Taj chose to hit the pedal and keep driving.
It was ultimately a foolish maneuver. His car was an underpowered electric Tata Sanand III, good for cheap, comfortable commutes, useless for flight.
He was also restricted to Yelahanka Air Base, with its many speed bumps, stop signs, and competing vehicles.
All of which meant that he didn’t get far . . . Kaushal’s Jeep caught him at the exit gate.
“Why are you running away?” the wing commander said. He was wide-eyed and angrier than Taj had ever seen him.
“I wanted to go home.”
Kaushal just stared. It was likely that he was as exhausted as Taj, and almost as likely that he realized it. “You should answer your phone,” he muttered. Taj was carrying two of them, but only the one that would connect him to Kaushal was on his person. His official unit was in his briefcase. “And you need to come with me, now.”

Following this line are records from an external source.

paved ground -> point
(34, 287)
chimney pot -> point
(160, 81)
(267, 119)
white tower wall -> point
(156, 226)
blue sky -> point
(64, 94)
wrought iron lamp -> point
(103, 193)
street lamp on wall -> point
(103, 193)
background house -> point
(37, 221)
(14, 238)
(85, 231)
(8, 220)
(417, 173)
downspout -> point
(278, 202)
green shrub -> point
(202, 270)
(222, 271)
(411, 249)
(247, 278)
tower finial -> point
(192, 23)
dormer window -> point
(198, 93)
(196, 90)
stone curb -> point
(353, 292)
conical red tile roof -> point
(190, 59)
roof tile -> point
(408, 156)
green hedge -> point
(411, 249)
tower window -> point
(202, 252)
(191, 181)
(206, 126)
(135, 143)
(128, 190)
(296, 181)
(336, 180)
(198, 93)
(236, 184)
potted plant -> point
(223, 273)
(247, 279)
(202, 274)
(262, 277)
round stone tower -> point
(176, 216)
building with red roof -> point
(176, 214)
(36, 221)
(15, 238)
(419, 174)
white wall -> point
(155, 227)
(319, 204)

“What is this all about, Kaushal?”
“It’s the Adventure man Sanjay.”
It was already over by the time Taj and Kaushal reached the ICU.
“He expired without ever regaining consciousness,” the senior surgeon said. “Time of death was one forty-five.”

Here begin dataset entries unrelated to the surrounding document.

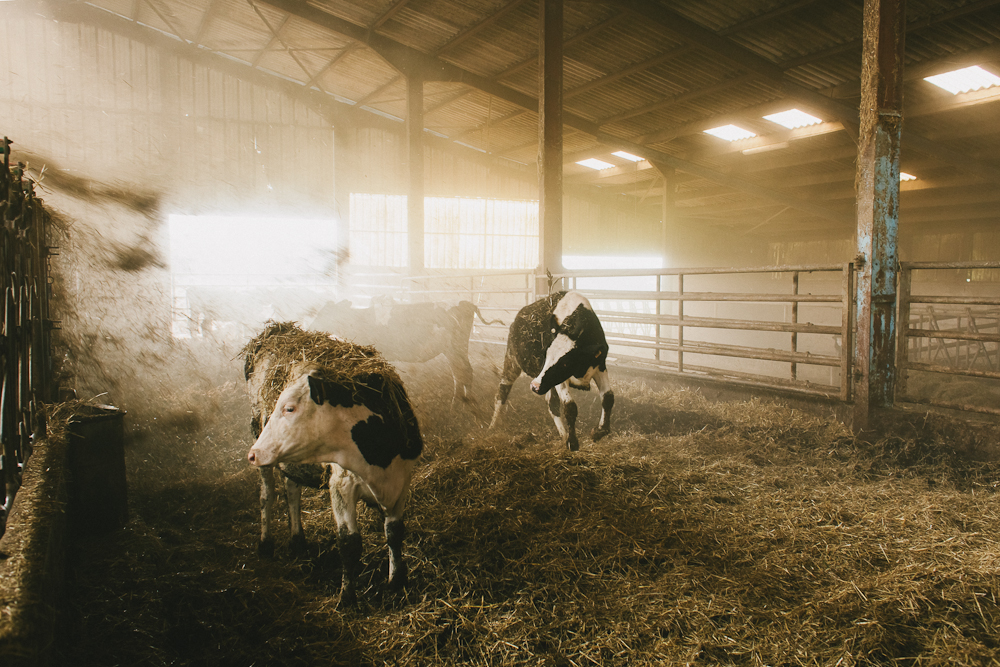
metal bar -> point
(846, 333)
(711, 296)
(902, 347)
(795, 320)
(956, 300)
(716, 323)
(951, 370)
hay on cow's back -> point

Taj rubbed his face. He was torn between relief—he had judged Sanjay Bhat’s injuries to be fatal the moment he first saw him—and a growing sense of panic. “Let me see him.”
The surgeon stood aside and allowed Taj and Kaushal into the room where Sanjay lay. The IV and other lines had been removed and the sheets rearranged after what, to judge from the pile of bloody cotton and bandages on the floor, must have been a frantic struggle to save the Adventure engineer.
The secrets this man held! The things he had seen! The places he had traveled . . . outside the heart of the solar system! Yet he had died as a result of a stupid missile strike!
Then there were the various plans Pav and Rachel had discussed with him—assuming Sanjay recovered, they wanted him flown to their destination. “Wherever we have our cargo,” Pav had said.